Patient dies during BBL surgery: Physician without surgical privileges allegedly punctures organs

By Stephanie Srakocic | Fact-checked by Jessica Wrubel
Published March 15, 2024

Key Takeaways

  • A Nashville woman died during plastic surgery performed by a physician who did not have surgical privileges. 

  • The physician was hired as the cosmetic center’s resident physician but acted as the surgeon for multiple patients.

  • Patients and their families were told the physician had surgical privileges. 

Erica Russell of Nashville, TN, was 33 when she traveled to Coral Gables, FL, for a Brazilian butt lift procedure at the Seduction Cosmetic Center. John Sampson, MD, was Seduction Cosmetic’s designated physician. He was not a designated surgeon.
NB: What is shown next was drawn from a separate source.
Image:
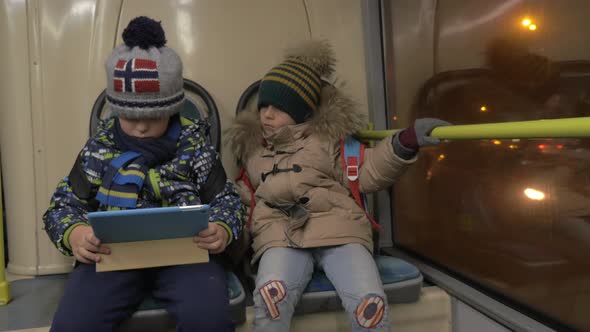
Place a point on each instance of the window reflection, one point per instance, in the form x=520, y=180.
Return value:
x=513, y=215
However, he performed Russell’s Brazilian butt lift on June 16, 2021. Multiple organs were punctured during the procedure, and Russell died a few hours after it began.[] 

Russell’s family filed suit against Seduction Cosmetic Center in March 2024. According to the suit, both Seduction Cosmetic and Dr. Sampson told Russell that Dr. Sampson had cosmetic and plastic surgery privileges. In a 2020 letter to the Florida Health Department, Dr. Sampson stated that he did not perform any surgical procedures. His official duties at the cosmetic center involved ensuring the facility’s compliance with health and safety standards.[]

Allegedly, during surgery, Dr. Sampson punctured Russell’s abdominal walls and internal organs multiple times, including perforation of her liver, intestines, and bladder. Reportedly, Dr. Sampson also incorrectly placed fat injections. About two hours into the surgery, Dr. Sampson placed a fat deposit that blocked Russell’s blood flow, leading to a fatal cardiac arrest.[] 

According to the suit, Russell wasn’t the only patient Dr. Sampson surgically treated between April and June 2021. On June 16, Russell was one of seven patients Dr. Sampson performed surgery on during a single 14-hour shift. The lawsuit names both Dr. Sampson and Seduction Cosmetic.[][] 

Multiple violations

Gretel Jardon and Luis Jardon own Seduction Cosmetic Center. However, the Florida Department of Health has determined that because he served as the designated physician, the responsibility for violations at the center falls to Dr. Sampson. Investigators for the board found multiple violations at Seduction Cosmetic, including:[]

  • Post-operative follow-up for one or more patients completed by an unlicensed staff member who signed as a nurse practitioner or physician.

  • Surgeries performed by a physician not registered with the Department of Health to perform office-based surgery.

  • Physicians listed on the registration who were no longer employed at the facility.

In September 2022, the state fined Dr. Sampson $20,000. He was banned from performing procedures involving grafting gluteal fat and serving as a designated physician at any surgery center. In January 2024, Dr. Sampson was fined an additional $8,000 and required to take a five-hour medical law and ethics class.[] 

According to the Florida Department of Health license verification tool, Dr. Sampson’s medical license is still active. He is also still listed as a practitioner for Seduction Cosmetic Center.[] 

Misrepresented qualifications and malpractice

Russell’s family alleges that Seduction Cosmetic Center and Dr. Sampson falsely advertised Sampson’s position at the center. This suit isn’t the first time a physician or practice has been charged with false advertising. Misrepresenting or overstating qualifications or scope of practice in any marketing materials could be considered false advertising. Malpractice cases around the country have included charges of false advertising. 

Rich Cahill, vice president and associate general counsel of the Doctors Company, the nation's largest physician-owned medical malpractice insurer, says that ensuring accurate advertising is important for any healthcare practitioner or facility. 

“A recurring concern confronting clinical providers, especially since the advent of the Covid pandemic, involves the marketing of services, products, and personnel,” Cahill said.

“The qualifications, including the education, training, work experience, licenses, certifications, and particular areas of expertise of the physicians, dentists, and advanced practice providers must be correct and detailed without any embellishment, leaving no room for misinterpretation. The types of care and treatment being offered should be identified utilizing simple terminology and avoiding unnecessary technical parlance or vocabulary,” he continues.

Cahill cautions that violations can be considered fraud and might not be covered under your malpractice insurance policy.

“Policies providing coverage against malpractice may not be applicable or enforceable for such violations depending upon the language of existing exclusions and limitations set forth in the insurance contract,” explains Cahill, who goes on to say that consequences for false advertising can go beyond a single malpractice case. 

“Disgruntled patients may file a complaint with the practitioner’s state licensing agency which may, in turn, lead to adverse results for the provider such as revocation, suspension, economic fines, probation, and negative publicity, all of which may be reported to the National Practitioner Data Bank and hospital credentialing committees, producing damage to the licensee’s reputation that may require years to repair at a significant cost,” Cahill says.